Produced in collaboration with the Market Research Society (MRS), the guide has been designed to foster a better understanding of research working practices among clients focused on procurement and to help improve relationships between clients and the agency/consultancy world.

The guide – authored by Brian Jacobs of BJ&A – was launched yesterday at an event in central London.

Jacobs revealed the main findings of the ISBA research that led to the guide being commissioned, before a panel discussed the key issues raised.

Agencies were challenged to take the lead on reaching out to the procurement community within both existing and new client/agency relationships.

Traci Dunne, ISBA’s consultancy manager, said: “Over recent years, ISBA’s Consultancy team have started to note a distinct increase in requests from our members for any information relating to the procurement of market research services and the management of research agencies.

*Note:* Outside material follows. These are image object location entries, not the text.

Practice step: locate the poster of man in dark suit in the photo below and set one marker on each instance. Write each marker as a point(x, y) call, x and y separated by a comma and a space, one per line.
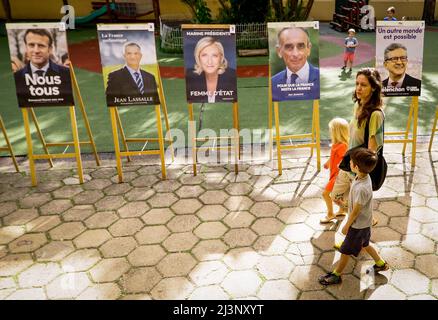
point(124, 55)
point(398, 81)
point(40, 81)
point(298, 78)
point(399, 56)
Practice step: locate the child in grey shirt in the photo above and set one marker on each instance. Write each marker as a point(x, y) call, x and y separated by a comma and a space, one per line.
point(358, 226)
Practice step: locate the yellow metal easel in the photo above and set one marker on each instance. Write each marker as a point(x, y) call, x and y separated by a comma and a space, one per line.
point(434, 129)
point(235, 139)
point(412, 120)
point(314, 135)
point(75, 143)
point(117, 128)
point(8, 146)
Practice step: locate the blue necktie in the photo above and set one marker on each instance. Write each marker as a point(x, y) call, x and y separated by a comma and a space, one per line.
point(139, 82)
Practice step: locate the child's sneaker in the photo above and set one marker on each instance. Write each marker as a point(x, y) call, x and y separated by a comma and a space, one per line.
point(381, 268)
point(329, 278)
point(337, 246)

“We have seen a rapid growth of marcomms procurement involvement in market research services management as well as a series of fundamental shifts in how the market research industry works; shifts driven as much by technological advancements as anything else.

“But we also noticed an obvious knowledge gap – many of the marcomms procurement professionals now charged with managing MR agency rosters, had little knowledge of, or experience in, the market research world.

“So we commissioned research which highlighted some real issues and challenges our members were facing, leading us to compile the best practice guide we have launched this week.

“One of the main conclusions of our research was that the industry has shifted from a two-partner model, where market research professionals client-side dealt directly with market research suppliers (agencies or consultants), to a new, tripartite model where MR agencies work closely with both commercial/procurement and insight teams at the advertiser.

“We hope that the guide will help all sides in this new model to understand one another better and to work more effectively together in the future.”